# education consultant/agent for 12th grade school admission at Sydney/Melbourne



## bmset123 (Sep 13, 2020)

Hi, Can someone assist me in finding a good education consultant for domestic students in Australia? I am slightly unsure if they are named educational consultants or education agents but briefly, my requirement is to discuss 12 the grade school admissions in Sydney/Melbourne for a child holding Australian PR. TIA


----------



## aussiesteve (Mar 16, 2012)

It may be advantageous to be a bit more specific. I have never heard of anybody acting in the capacity for domestic students.
Are you looking for a public or private school?
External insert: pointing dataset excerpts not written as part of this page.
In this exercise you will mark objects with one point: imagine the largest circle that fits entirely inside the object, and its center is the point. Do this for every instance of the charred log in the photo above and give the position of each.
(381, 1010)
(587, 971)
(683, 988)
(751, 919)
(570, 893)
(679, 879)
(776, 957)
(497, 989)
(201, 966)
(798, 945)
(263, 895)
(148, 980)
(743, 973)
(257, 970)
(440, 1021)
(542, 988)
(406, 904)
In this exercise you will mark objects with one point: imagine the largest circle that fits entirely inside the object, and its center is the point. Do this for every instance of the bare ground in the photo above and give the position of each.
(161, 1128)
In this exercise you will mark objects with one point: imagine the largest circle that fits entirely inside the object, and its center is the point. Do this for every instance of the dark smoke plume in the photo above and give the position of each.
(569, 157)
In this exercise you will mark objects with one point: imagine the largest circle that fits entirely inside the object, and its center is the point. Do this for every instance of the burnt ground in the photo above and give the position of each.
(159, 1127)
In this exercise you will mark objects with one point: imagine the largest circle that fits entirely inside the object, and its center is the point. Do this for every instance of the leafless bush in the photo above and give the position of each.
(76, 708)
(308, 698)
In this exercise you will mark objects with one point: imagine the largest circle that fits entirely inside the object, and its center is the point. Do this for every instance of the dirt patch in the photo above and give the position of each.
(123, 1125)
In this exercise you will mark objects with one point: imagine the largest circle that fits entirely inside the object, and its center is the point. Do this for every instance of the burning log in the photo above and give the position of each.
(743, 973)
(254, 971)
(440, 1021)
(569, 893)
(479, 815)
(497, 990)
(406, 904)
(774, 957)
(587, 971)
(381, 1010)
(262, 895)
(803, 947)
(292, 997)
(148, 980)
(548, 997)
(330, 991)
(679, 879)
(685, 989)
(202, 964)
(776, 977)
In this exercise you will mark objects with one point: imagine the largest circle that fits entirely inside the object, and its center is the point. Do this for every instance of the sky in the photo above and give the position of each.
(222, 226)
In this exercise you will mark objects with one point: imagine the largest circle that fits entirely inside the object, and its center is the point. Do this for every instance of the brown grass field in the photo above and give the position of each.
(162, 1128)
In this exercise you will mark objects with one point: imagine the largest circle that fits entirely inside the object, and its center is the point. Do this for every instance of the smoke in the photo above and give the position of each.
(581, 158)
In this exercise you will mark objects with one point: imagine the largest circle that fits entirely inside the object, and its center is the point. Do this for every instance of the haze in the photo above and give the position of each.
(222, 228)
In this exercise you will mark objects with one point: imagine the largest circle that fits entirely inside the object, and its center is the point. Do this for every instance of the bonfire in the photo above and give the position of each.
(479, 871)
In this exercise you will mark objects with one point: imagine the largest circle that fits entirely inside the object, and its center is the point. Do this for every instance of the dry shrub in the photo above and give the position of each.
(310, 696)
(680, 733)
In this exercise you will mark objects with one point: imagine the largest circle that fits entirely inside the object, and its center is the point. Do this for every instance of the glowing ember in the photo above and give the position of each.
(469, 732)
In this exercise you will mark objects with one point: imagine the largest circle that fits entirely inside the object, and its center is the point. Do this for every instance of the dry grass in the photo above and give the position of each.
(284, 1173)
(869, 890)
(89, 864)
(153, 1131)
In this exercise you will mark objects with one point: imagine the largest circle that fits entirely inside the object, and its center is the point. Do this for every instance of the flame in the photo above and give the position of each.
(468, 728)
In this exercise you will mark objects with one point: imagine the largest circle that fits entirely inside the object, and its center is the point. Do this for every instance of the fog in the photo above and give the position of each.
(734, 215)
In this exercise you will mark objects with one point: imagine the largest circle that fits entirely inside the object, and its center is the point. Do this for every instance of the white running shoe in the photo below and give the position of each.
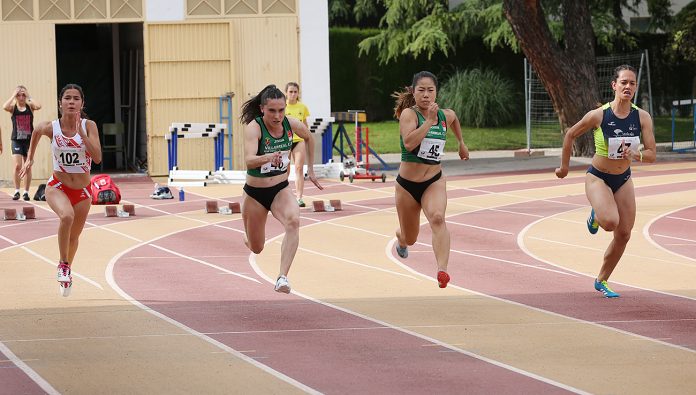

Public schools with a few exceptions base enrollment on geographic locations, while most private schools are open to anyone who can pay the fees.


----------



## Possum323 (11 mo ago)

bmset123 said:


> Hi, Can someone assist me in finding a good education consultant for domestic students in Australia? I am slightly unsure if they are named educational consultants or education agents but briefly, my requirement is to discuss 12 the grade school admissions in Sydney/Melbourne for a child holding Australian PR. TIA


----------



## Possum323 (11 mo ago)

Did you ever find someone to help you? I am looking for information for a student coming from California to finish her education in Australia. She is an Australian who has been in America for a number of years.


----------



## JandE (Jul 17, 2015)

Possum323 said:


> Did you ever find someone to help you? I am looking for information for a student coming from California to finish her education in Australia. She is an Australian who has been in America for a number of years.


She just needs to register at a local school in the area of residence. Or check the local private schools. However, the private schools sometimes have very long waiting lists.


----------



## Possum323 (11 mo ago)

JandE said:


> She just needs to register at a local school in the area of residence. Or check the local private schools. However, the private schools sometimes have very long waiting lists.


Seems like a lot of private schools wont take entry in 12th Grade and how does the final exams go for university entry? Will she be badly situated because she wasn't in Australia for Grade 11? Thanks


----------



## JandE (Jul 17, 2015)

Possum323 said:


> Seems like a lot of private schools wont take entry in 12th Grade and how does the final exams go for university entry? Will she be badly situated because she wasn't in Australia for Grade 11? Thanks


I am aware of people transferring in from other schools, into grade 12. Not sure of the situation for new migrants, but would assume they must have some facilities for that. State schools have a legal obligation to take them.


----------



## wrussell (Dec 31, 2014)

The principal of a state high school will usually put you on the right track.


----------